Laboratório Sismológico da UFRN (LabSis) instalará estações portáteis no Maranhão

    A atividade sísmica no Maranhão continuava apresentando várias réplicas, segundo registros da estação ROSB, da Rede Sismográfica Brasileira (RSBR), instalada em Rosário, Maranhão, a cerca de 40 km da área epicentral.
    Levando em consideração essa atividade e o fato de que não há estudos com redes locais no Maranhão, o  LabSis resolveu instalar uma rede local para estudar a atividade sísmica ora presente. Hoje, seguiram para o Maranhão os técnicos Eduardo Menezes e Flauber Carlos devendo termos mais informações no final de semana. A viagem está sendo financiada pelo INCT de Estudos Tectônicos (INCT-ET), coordenado pelo Dr. Reinhardt Fuck.
    Um mapa da região onde será realizado o trabalho está mostrado na Figura 1.

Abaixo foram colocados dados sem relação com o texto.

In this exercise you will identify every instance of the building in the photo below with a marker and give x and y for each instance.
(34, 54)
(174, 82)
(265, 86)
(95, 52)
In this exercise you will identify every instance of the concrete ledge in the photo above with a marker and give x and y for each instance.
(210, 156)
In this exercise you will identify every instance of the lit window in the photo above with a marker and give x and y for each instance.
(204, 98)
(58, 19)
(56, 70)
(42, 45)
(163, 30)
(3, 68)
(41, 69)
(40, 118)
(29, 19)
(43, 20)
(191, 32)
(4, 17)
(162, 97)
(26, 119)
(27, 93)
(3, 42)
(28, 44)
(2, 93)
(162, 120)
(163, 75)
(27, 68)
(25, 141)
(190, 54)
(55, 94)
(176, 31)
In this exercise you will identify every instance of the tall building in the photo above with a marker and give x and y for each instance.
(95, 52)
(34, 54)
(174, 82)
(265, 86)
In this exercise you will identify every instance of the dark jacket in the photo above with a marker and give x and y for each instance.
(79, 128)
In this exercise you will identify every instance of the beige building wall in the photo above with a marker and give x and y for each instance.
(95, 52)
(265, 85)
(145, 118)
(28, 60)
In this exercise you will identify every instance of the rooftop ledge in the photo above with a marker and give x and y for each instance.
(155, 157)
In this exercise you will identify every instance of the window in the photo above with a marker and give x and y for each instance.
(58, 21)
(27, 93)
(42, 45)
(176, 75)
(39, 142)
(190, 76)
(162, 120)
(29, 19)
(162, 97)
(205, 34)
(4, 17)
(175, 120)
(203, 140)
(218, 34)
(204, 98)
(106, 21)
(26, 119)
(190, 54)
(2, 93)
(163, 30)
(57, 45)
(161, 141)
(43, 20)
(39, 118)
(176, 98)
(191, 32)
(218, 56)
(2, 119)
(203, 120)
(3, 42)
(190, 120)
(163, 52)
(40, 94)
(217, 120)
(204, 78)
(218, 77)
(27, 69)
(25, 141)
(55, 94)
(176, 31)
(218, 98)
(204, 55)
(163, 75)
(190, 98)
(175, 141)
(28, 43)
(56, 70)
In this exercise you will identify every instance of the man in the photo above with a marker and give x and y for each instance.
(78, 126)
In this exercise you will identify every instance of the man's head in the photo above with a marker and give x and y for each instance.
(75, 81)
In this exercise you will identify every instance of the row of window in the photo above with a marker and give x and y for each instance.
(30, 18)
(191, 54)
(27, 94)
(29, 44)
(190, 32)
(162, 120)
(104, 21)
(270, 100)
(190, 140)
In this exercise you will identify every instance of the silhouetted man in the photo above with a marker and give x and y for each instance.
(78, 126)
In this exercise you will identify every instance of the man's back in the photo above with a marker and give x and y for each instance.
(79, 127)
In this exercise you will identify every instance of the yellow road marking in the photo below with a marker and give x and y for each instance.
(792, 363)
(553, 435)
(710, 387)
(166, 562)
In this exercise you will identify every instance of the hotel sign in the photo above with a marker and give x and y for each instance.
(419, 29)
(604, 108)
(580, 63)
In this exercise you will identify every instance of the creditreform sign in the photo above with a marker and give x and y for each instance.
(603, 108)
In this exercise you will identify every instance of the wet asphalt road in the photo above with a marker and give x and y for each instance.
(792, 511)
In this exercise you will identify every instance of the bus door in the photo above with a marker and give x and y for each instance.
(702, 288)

Figura 1. Mapa da região de interesse. O epicentro está representado pela estrela azul. A estação de Rosário (ROSB), pelo triângulo vermelho. Em destaque, os limites do município de Cachoeira Grande.
     Estamos em contato com a Defesa Civil do Maranhão que já está realizando um levantamento macrossísmico na área, o que permitirá ter um conhecimento do efeito do tremor próximo ao epicentro e não só em São Luís e Teresina.
      Em sismologia, monitoramento e estudo com redes locais são essenciais para o conhecimento da sismicidade de uma região. O monitoramento permite saber o que está acontecendo e, redes de monitoramento, como a RSBR, permitem determinar magnitudes e epicentros, estes dependendo da magnitude dos eventos e da distribuição da rede de monitoramento. A RSBR, que cobre todo o país, foi implementada com financiamento da Petrobrás e, atualmente, conta com recursos da CPRM  para sua operação e manutenção. As instituições que instalaram e operam a rede são o ON, a USP, a UFRN e a UnB, responsável pela estação ROSB.
     Estudos com redes locais permitem não só determinar com maior precisão os hipocentros dos sismos (epicentros e profundidades focais) bem como determinar o mecanismo focal, identificando o plano de falha. Isso é essencial para qualquer discussão sobre a correlação da sismicidade e feições geológicas mapeadas na região. O LabSis vem fazendo isso nos últimos 30 anos com bastante sucesso.
     Um mapa geológico da região pode ser visto na Figura 2.

Figura 2. Mapa geológico da região. Fonte: Lyell Collection.
    O que se pode afirmar preliminarmente é que a atividade sísmica está ocorrendo na parte sul do Cráton de São Luís. Esperamos que essa campanha permita dizer muito mais do que isso.